Silver Creek’s evergreen fund eyes $500m – exclusive

 The Seattle-based firm will put money into alternative yields and opportunistic investments with a majority of the portfolio’s capital going to Europe.  

Silver Creek Capital Management is looking to raise a sixth private credit fund with an initial target of between $250 million and $500 million, a market source has told PDI.

The Seattle-based firm is planning an evergreen fund with an initial vintage period that will last through 31 December 2017. There will be successive tranches for the credit fund following the initial vintage period, the source said. The firm runs a multi-manager portfolio that invests in underlying credit funds.

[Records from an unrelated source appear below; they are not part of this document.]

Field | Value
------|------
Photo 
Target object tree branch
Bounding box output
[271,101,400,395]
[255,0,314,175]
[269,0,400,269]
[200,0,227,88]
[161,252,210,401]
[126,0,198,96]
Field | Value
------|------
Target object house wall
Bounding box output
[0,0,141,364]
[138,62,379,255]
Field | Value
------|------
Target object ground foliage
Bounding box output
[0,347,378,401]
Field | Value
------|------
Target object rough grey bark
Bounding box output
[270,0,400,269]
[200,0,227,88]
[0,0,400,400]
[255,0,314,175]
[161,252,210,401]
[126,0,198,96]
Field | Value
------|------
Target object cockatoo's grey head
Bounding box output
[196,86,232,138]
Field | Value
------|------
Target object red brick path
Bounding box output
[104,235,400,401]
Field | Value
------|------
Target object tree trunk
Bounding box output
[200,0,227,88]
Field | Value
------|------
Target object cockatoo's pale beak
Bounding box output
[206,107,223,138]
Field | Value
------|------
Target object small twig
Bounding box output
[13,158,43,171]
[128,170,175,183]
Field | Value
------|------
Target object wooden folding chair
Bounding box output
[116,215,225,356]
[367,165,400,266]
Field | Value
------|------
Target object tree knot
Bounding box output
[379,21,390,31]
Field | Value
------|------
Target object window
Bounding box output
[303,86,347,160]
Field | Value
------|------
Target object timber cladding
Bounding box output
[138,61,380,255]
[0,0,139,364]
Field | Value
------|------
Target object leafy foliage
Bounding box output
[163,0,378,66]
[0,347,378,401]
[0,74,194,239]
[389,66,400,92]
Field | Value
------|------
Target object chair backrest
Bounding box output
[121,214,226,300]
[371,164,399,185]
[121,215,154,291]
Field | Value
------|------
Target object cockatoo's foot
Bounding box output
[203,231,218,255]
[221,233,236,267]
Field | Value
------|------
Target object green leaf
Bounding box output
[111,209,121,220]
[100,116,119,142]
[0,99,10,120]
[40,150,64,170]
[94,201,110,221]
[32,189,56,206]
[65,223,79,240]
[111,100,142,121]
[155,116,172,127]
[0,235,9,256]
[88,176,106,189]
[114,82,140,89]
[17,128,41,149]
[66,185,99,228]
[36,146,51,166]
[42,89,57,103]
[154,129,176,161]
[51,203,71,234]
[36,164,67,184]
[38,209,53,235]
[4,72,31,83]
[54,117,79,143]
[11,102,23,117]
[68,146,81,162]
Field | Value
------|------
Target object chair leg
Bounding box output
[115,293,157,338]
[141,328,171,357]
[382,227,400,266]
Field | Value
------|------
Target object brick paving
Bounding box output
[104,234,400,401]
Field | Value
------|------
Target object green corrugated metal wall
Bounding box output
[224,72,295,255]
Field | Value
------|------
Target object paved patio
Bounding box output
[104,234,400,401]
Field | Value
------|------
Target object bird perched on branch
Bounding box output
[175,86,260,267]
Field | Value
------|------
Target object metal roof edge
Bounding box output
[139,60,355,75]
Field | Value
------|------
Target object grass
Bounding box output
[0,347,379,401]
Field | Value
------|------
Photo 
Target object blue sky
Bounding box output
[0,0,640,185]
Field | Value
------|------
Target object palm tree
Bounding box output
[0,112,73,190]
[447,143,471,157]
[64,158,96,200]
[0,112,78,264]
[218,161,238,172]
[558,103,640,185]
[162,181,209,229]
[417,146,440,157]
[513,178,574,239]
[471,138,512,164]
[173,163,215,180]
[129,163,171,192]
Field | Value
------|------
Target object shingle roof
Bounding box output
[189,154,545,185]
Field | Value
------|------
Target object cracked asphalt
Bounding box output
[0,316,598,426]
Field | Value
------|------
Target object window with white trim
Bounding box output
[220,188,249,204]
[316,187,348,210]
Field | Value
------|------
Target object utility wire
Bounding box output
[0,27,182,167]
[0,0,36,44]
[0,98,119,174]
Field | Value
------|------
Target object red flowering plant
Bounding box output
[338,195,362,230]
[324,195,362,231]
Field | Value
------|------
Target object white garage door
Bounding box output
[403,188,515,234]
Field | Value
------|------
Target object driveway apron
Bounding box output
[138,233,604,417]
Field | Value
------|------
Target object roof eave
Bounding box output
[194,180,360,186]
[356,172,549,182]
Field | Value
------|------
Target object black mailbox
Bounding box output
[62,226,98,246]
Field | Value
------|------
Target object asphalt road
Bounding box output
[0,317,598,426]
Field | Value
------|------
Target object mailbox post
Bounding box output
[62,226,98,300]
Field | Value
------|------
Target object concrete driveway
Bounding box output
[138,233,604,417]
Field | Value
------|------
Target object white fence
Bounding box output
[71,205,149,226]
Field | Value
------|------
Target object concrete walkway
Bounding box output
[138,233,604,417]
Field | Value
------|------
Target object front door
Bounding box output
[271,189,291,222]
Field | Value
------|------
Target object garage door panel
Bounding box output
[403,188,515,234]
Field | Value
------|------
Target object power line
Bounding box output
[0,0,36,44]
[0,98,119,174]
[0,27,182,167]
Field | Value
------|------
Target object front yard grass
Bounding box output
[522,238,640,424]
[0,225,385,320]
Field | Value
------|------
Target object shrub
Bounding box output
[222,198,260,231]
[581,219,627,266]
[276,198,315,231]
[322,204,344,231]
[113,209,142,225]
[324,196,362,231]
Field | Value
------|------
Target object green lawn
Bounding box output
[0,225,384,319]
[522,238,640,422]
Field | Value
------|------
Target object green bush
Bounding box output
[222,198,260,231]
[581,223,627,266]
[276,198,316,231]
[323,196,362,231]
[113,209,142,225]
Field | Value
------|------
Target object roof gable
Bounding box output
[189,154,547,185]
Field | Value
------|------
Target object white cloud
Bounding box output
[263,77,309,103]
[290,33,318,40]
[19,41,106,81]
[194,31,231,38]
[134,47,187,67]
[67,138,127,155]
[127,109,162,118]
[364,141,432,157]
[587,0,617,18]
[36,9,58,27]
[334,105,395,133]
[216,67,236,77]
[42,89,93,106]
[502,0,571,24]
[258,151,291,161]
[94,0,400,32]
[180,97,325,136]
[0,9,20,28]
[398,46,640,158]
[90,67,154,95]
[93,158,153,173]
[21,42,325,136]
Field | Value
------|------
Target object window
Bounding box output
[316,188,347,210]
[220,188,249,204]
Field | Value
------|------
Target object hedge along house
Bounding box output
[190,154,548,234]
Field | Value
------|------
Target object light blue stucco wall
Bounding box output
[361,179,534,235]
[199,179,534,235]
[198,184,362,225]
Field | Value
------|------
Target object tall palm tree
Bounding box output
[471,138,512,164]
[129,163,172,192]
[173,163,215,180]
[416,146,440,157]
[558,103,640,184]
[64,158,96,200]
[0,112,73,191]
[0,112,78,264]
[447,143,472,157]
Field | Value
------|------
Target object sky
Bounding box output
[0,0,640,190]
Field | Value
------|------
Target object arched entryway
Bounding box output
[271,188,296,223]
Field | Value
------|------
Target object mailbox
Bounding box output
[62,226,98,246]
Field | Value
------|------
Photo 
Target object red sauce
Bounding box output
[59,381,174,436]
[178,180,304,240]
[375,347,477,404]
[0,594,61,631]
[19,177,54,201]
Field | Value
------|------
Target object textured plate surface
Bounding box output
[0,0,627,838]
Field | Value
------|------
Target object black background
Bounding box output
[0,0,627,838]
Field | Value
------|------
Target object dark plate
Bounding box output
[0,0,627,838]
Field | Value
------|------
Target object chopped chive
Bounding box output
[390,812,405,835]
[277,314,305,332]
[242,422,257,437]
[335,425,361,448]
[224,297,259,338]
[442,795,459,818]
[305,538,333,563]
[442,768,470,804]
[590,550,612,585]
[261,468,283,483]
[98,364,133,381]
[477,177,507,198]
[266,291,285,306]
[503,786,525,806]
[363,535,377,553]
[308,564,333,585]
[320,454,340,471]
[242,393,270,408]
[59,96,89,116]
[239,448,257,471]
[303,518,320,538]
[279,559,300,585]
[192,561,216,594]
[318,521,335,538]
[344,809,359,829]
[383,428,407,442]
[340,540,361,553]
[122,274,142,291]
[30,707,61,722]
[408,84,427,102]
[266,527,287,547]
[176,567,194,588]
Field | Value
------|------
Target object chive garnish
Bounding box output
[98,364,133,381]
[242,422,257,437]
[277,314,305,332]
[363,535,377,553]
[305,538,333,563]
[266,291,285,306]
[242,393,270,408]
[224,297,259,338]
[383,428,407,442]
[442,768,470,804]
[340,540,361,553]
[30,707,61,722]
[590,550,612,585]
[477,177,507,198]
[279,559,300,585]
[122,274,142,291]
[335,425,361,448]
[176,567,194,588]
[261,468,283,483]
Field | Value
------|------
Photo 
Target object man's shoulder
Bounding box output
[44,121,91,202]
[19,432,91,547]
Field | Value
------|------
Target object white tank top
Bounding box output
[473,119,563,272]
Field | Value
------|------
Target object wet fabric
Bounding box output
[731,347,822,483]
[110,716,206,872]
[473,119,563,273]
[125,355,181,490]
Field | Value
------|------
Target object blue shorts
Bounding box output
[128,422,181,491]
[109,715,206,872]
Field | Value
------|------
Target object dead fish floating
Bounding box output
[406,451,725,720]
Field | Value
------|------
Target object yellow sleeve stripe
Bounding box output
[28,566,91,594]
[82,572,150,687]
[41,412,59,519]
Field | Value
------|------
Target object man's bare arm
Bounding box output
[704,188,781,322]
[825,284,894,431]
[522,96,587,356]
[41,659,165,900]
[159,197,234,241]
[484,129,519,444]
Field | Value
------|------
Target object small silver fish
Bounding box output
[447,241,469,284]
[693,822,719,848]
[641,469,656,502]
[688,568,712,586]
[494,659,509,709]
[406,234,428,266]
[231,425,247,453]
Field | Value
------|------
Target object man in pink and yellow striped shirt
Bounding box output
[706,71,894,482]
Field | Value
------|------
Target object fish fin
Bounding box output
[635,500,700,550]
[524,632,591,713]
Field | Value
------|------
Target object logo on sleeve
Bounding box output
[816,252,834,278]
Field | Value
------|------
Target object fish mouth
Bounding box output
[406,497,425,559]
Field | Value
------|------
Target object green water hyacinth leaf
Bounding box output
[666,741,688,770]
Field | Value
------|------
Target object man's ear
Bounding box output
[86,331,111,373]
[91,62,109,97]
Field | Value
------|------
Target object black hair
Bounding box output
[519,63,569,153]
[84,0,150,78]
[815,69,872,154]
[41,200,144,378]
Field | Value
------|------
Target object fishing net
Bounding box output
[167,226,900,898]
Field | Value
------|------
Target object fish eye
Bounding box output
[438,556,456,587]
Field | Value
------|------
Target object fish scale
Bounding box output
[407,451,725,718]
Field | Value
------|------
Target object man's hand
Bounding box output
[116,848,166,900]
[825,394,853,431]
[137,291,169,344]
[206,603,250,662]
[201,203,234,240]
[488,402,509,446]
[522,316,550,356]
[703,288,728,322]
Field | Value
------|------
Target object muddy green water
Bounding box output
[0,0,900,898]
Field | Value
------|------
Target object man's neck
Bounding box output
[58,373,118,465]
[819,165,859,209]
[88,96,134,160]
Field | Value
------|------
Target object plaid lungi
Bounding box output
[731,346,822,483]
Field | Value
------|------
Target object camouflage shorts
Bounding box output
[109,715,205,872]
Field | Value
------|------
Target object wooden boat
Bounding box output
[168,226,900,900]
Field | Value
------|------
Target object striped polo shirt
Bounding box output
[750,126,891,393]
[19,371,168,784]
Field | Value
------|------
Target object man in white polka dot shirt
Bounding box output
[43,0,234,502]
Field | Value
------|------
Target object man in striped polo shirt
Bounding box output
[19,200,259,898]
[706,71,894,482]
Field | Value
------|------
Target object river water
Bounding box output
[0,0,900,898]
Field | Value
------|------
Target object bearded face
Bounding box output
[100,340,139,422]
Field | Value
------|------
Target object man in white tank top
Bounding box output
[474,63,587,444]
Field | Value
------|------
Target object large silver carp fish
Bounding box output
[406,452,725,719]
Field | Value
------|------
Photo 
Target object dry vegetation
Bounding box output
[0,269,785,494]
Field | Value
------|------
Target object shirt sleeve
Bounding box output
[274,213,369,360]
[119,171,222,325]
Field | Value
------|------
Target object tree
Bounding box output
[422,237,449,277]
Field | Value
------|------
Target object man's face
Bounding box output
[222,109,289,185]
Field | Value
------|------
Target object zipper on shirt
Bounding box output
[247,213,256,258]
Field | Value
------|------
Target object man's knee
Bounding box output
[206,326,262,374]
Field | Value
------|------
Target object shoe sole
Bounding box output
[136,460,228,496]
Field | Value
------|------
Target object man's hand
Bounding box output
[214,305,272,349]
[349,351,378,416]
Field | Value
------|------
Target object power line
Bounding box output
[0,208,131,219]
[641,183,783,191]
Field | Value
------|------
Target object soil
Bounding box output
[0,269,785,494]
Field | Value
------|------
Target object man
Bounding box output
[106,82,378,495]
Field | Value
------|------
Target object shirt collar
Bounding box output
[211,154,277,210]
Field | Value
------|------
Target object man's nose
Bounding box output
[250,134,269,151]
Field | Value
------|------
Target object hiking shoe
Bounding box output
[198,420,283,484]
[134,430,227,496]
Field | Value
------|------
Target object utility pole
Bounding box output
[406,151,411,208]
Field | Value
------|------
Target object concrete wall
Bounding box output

The sixth private credit fund will have 60 percent to 75 percent of its assets allocated to alternative yield funds, which includes middle-market direct lending, rescue financing and special situations. The remaining 25 percent to 40 percent of assets will be put toward opportunistic investments, a category that involves non-performing loans, asset financing and leasing.

In terms of geography, the credit fund will invest a majority of its capital in Europe, the source said. The remainder will likely be invested across Asia, Australia and North America.

The committed capital will be reinvested until the LPs decide to terminate the commitment after at least two years, according to documents obtained by PDI. There would be no leverage at the fund level, which comes with a 0.65 percent management fee on its net asset value rather than committed capital. The fund does not charge an incentive fee.

Silver Creek has $6.8 billion in assets under management, $2.5 billion of which is in private credit. More than half of Silver Creek’s AUM comes from insurance firms (35 percent) and pension funds (32 percent), according to the documents. The firm’s fifth private credit fund, which was a closed-end fund, raised $800 million between fund capital and separate accounts.